Angesichts des dramatischen Insektensterbens füttern wir auch im Sommer die Vögel im Garten. Früher (dieses „früher“ ist gefühlsmäßig erst ein paar Jahre her) gab es überall ausreichend Nahrung für die gefiederten Gesellen. Früher hatte man in den Sommermonaten ständig Fliegen im Haus (ein begehrtes Jagdobjekt für den kleinen Kater) – und heute? Selten, dass sich im Sommer mal eine Fliege ins Haus verirrt. Die Straßenlaterne, die vor unserem Haus steht, wurde früher in der Dämmerung und den Nachtstunden von unzähligen Insekten umkreist. Ein Paradies für die hier heimischen Zwergfledermäuse. Jetzt kann man die Insekten abends zählen, die Lichtquellen umkreisen. Bei Autofahrten in der Dunkelheit bleiben Scheiben und Scheinwerfer sauber. Freuen kann ich mich darüber nicht. Heute freue ich mich über jede Biene, Hummel und jeden Falter und anderes Getier, das durch den Garten flattert und auch darüber, wenn wieder eine Wohnung im Insektenhotel neu bezogen ist.

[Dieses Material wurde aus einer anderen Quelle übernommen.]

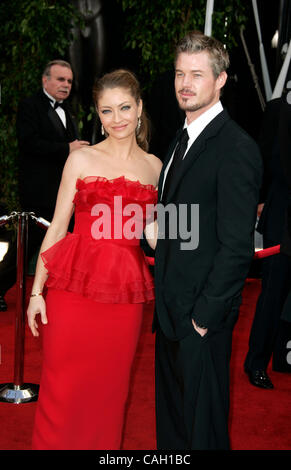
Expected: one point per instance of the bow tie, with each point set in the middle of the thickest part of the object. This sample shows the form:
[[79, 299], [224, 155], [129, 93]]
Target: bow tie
[[57, 104]]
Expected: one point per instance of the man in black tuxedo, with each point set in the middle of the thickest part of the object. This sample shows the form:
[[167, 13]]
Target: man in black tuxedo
[[213, 167], [46, 135]]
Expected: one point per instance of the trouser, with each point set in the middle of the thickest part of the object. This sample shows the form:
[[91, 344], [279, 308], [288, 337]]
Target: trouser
[[267, 329], [192, 391]]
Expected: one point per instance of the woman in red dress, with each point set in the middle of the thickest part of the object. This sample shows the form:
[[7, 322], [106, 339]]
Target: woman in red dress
[[97, 277]]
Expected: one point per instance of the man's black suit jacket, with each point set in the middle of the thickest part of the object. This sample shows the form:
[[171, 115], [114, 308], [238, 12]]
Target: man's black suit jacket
[[221, 172], [43, 143]]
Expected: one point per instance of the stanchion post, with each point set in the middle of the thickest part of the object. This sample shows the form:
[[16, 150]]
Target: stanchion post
[[19, 392]]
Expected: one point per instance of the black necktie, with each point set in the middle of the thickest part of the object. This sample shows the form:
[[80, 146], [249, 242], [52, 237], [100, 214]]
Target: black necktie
[[176, 161]]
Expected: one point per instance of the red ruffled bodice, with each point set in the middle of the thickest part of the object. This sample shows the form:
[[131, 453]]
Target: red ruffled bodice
[[102, 258]]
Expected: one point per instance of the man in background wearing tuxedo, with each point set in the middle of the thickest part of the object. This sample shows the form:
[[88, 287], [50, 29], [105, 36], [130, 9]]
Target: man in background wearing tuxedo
[[46, 135]]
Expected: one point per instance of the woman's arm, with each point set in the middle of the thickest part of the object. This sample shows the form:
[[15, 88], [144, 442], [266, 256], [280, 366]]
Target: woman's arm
[[56, 231], [151, 233]]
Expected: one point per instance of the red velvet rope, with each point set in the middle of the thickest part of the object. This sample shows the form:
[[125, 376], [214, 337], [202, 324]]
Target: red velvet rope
[[273, 250]]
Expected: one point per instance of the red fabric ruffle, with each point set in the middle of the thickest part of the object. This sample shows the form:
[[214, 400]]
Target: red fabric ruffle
[[95, 189], [107, 271], [104, 271]]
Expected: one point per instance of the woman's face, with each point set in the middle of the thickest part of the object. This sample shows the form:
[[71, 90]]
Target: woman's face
[[118, 112]]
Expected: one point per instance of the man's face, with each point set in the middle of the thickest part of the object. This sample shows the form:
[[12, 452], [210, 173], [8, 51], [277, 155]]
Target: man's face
[[196, 87], [59, 83]]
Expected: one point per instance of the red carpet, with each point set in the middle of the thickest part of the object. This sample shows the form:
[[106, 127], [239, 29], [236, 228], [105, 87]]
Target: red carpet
[[259, 419]]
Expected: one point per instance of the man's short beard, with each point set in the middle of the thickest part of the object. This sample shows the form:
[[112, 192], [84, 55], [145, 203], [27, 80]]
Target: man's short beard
[[193, 108]]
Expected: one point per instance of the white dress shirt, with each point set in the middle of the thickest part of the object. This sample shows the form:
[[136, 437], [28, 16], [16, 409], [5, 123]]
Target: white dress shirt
[[195, 128], [59, 110]]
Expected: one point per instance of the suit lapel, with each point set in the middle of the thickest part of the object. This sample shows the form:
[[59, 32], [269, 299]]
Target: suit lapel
[[197, 149], [166, 161]]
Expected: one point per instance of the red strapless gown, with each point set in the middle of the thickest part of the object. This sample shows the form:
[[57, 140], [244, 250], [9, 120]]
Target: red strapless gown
[[96, 291]]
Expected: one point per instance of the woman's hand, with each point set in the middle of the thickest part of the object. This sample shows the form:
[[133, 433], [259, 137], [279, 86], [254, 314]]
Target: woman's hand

Wir wundern uns schon seit längerer Zeit, dass die Futterröhre im Vogelhäuschen, die wir oftmals nachmittags noch ein zweites Mal gefüllt hatten, am anderen Morgen total leer ist, obwohl sie abends noch genügend Futter für den nächsten Morgen enthielt. In den Sommermonaten bin ich oft ganz früh auf den Beinen und genieße dann die Stille im Garten. Mir ist dann schon öfters aufgefallen, dass das Vogelhaus selbst bei Tagesanbruch im Morgengrauen schon leer ist. Das konnten unmöglich Vögel sein – und nun sind wir dem Dieb vor einigen Tagen auf die Schliche gekommen:

Und nun? Wie werden wir diesen Gesellen wieder los? Abends achten wir jetzt immer darauf, dass die Futterröhre leer bleibt und er vielleicht eines Tages von selbst wegbleibt. Den Zugang zum Auto haben wir ihm schon im vergangenen Jahr erheblich erschwert, nachdem Herr Glasperlengarten im Motorraum eines Tages ein halbes angefressenes Käsebrötchen und ein Stück Kuchen gefunden hatte…

 

Nicht vergessen: Nur noch bis heute findet die Schmetterlingsaktion vom NABU statt! Ich mache mit, auch wenn zu befürchten ist, dass es ein frustrierendes Ergebnis gibt. Wir haben dieses Jahr nämlich kaum Schmetterlinge im Garten. Der große Schmetterlingsstrauch öffnet gerade erst seine erste Blüte und das Wetter ist heute auch nicht gerade schmetterlingsfreundlich. Es ist grau und fängt gerade an zu nieseln.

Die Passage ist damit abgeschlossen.